João
João olha para o céu. Se ele bem se lembra de suas lições, a posição do sol indica que já deve ser o começo da tarde.
- Vamos parar e comer algo – ele sugere.
- Tudo bem – Dom Eduardo concede. Ele se senta, apoiando-se no tronco de uma árvore. – Por que você não procura algumas frutas?
- Não – João diz. – Você precisa de energia. Eu vou pescar.
- Você é muito teimoso mesmo – diz o cavaleiro, com um pequeno sorriso. – Você não tem vara de pescar. Como é que você pretende pescar alguma coisa?
- Eu só preciso da minha espada – diz João.
Não será a primeira vez que o Príncipe pescará com a sua espada.
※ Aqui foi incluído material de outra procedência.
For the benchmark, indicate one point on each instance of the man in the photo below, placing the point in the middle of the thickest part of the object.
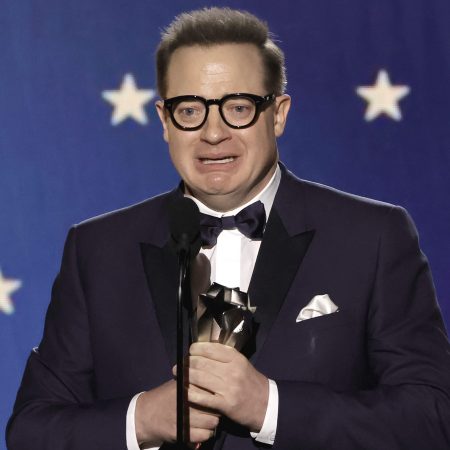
(372, 374)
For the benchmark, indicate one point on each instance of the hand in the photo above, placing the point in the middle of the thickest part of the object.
(156, 418)
(228, 384)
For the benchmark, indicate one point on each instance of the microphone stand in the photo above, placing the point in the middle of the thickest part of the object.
(183, 263)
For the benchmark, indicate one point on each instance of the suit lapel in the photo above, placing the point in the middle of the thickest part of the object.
(285, 243)
(161, 270)
(160, 265)
(278, 261)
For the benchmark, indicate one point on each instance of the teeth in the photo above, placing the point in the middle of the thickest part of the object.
(218, 161)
Ele costuma pescar peixes no Rio do Ouro, que corre próximo ao Punho, apenas com sua espada, para treinar sua velocidade e reflexos. A Espada do Renascer, apesar de resistente e muito afiada, é bastante leve, o que permite movimentos muito rápidos.
João vai até o Rio Vermelho, olhando por cima de seu ombro para Dom Eduardo. Ele nota que o cavaleiro fechou os olhos. Ele só está dormindo, o Príncipe pensa. Ele só está cansado. É só isso.
A pesca prova-se produtiva. João consegue pegar cinco peixes grandes. Ele volta satisfeito ao lugar onde havia deixado Dom Eduardo e o encontra ainda de olhos fechados. João sente um frio na barriga ao imaginar o pior, mas logo percebe que o cavaleiro ainda respira, embora devagar e de forma irregular.
Ele o acorda.
- Conseguiu algo? – Dom Eduardo pergunta, sua voz fraca e baixa.
- Sim – João diz, mostrando o resultado de sua pescaria.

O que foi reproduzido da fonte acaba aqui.